We saw Meiji-era Japan through her eyes, a period of incredible political upheaval and cultural changes in a country that had only been open to the outside world for a few decades. It was a nation racing to catch up in governance, technology, and innovation, and through her contemporary accounts, it was possible to glimpse a history previously unknown to us. The assumptions and stereotypes we had about the past were swept away, and we marvelled at the parallels to the present.
She was likewise captivated by the sights of the country itself: the pounding surf and bubbling hot springs at Atami, the grottoes of Enoshima, the peaceful forests of Karuizawa, the Great Buddha of Kamakura. Interwoven among these descriptions of landscapes and ancient monuments, she relates stories from history and myth, and, due to her position in the highest echelons of society, she shines a light on the happenings of the Imperial court. A poem that opens the book highlights the similarities between the UK and Japan—“the Island Empires of the East and West”—and it is clear that Mary Fraser felt very much at home in Japan.

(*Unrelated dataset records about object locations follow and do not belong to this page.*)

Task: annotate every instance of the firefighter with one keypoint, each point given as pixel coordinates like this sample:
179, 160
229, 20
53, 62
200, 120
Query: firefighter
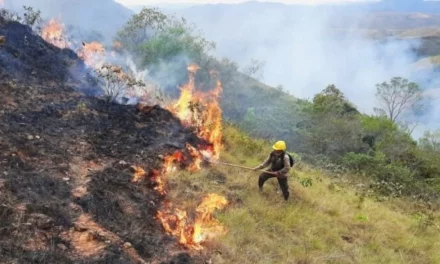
280, 163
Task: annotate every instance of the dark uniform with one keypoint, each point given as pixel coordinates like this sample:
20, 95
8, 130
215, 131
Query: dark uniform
279, 164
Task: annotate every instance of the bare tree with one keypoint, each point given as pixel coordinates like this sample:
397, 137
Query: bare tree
115, 82
396, 97
255, 69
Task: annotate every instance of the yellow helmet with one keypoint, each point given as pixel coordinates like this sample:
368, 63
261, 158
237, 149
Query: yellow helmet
280, 145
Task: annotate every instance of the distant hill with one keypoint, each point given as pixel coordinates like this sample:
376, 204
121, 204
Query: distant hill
103, 16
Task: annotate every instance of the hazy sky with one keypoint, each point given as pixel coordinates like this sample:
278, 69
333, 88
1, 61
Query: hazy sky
150, 2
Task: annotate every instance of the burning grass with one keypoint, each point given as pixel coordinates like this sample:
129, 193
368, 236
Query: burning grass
325, 223
53, 32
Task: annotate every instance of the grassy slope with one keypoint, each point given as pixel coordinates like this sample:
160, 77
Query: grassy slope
321, 224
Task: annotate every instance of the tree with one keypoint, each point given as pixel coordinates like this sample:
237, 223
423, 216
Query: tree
431, 141
255, 69
331, 99
32, 18
396, 97
141, 27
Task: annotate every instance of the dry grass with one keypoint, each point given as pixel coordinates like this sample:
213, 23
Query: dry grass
323, 223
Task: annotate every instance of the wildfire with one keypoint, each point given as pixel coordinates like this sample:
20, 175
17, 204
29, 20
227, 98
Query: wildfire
92, 54
53, 33
204, 226
201, 110
139, 173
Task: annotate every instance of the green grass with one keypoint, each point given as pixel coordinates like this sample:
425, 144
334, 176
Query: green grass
324, 223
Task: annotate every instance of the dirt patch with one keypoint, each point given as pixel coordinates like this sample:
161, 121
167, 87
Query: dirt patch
67, 193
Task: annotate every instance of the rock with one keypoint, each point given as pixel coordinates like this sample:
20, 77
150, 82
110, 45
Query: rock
80, 227
349, 239
62, 247
42, 221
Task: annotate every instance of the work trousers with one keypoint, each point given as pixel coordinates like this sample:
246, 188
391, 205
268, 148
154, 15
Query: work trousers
282, 181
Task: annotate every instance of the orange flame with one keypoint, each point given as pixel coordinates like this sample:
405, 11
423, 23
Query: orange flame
201, 110
53, 32
92, 53
139, 173
204, 226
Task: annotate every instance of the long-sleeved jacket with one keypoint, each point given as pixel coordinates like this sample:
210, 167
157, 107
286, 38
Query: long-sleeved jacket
274, 161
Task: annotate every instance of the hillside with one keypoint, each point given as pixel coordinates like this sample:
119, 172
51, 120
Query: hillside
331, 221
67, 193
104, 17
86, 180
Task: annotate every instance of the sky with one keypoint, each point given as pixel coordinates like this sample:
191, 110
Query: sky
153, 2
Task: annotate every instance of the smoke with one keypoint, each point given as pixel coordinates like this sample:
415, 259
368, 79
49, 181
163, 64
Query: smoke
93, 20
308, 48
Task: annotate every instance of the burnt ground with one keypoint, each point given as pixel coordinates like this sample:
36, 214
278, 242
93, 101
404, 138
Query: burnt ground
66, 189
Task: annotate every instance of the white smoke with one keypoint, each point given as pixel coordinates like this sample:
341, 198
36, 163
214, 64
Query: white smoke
306, 49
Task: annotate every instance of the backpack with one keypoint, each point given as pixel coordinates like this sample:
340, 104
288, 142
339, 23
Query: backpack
292, 160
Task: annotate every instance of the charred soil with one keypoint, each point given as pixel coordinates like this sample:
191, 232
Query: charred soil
67, 193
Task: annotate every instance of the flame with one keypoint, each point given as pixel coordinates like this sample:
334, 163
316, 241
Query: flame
53, 32
201, 110
92, 53
177, 223
139, 173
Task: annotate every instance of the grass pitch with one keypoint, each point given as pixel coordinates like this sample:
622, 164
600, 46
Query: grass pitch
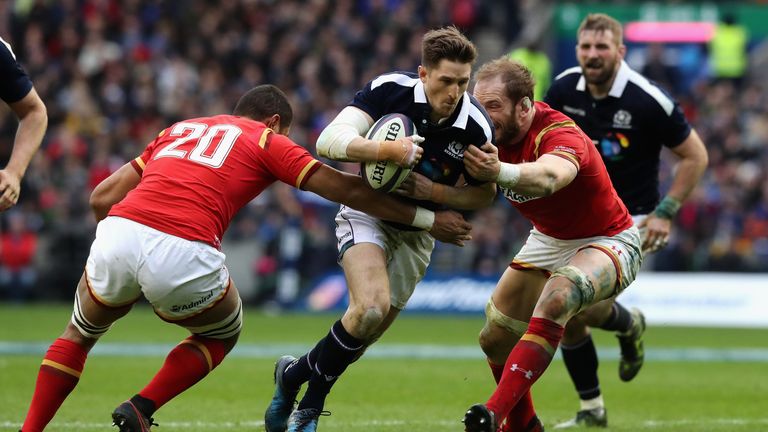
421, 376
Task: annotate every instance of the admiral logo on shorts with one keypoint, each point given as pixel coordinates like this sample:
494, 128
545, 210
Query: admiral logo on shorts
514, 196
192, 305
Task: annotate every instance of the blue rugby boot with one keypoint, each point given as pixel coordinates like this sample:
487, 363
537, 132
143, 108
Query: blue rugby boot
305, 420
283, 400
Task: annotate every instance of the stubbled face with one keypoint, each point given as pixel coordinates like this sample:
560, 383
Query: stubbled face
599, 56
444, 85
503, 113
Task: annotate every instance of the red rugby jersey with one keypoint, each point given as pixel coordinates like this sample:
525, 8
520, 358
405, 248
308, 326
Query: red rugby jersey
198, 173
589, 205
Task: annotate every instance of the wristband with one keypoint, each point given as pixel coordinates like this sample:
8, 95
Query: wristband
395, 151
509, 175
667, 208
424, 218
438, 193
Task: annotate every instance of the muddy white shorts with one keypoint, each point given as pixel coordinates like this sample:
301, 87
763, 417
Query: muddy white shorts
179, 277
407, 252
547, 254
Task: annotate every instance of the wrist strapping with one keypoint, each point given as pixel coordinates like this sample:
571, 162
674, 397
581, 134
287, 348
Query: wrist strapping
509, 175
438, 193
667, 208
395, 151
424, 218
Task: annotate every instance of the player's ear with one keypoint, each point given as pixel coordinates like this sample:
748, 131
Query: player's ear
422, 73
273, 122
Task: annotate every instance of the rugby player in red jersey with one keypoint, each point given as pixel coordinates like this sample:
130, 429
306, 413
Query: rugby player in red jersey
161, 220
583, 247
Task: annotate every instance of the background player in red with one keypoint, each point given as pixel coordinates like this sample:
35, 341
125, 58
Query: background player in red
162, 217
583, 247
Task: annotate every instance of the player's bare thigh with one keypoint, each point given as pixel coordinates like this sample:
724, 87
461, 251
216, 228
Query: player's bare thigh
561, 298
514, 296
516, 292
365, 269
96, 314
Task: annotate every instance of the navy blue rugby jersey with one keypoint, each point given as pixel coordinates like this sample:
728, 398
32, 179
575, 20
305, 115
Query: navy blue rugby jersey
14, 82
629, 126
444, 143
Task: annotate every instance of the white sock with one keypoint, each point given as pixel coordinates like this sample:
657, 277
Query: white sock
593, 403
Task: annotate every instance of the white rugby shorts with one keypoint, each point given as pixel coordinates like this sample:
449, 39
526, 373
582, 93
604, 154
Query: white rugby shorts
179, 277
547, 254
407, 252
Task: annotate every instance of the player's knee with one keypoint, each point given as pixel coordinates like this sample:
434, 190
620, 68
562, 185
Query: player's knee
226, 330
367, 318
571, 298
500, 332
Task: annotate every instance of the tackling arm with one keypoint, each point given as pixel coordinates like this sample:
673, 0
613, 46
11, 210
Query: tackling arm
466, 197
344, 140
113, 189
545, 176
350, 190
33, 121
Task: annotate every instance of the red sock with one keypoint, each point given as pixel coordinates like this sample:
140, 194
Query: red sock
58, 376
496, 370
521, 415
525, 364
186, 364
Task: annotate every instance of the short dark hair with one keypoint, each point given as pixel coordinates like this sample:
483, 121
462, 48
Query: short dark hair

As for myself, I felt a kinship with her as a writer: after all, living in and reporting on a different culture is very much the purpose of the MissElaineous blog! Indeed, I found her letters to be the equivalent of 19th-century blog posts as she shared her life with those on the other side of the planet.
As someone who prefers writing to speaking, and reading to almost any other activity, I must admit I don’t understand the appeal of podcasts or YouTube videos. But … I love the idea of giving a voice and wider platform to a woman who is often simply credited as Mrs. Hugh Fraser.
However, having produced my own online course over the summer, I am now intimately acquainted with how long it can take to create decent quality audio. Rather than plunging ahead with designing a podcast or audiobook that no one is interested in, I wanted to check in with those who read the MissElaineous blog: is this something you would enjoy alongside my usual blogging activities?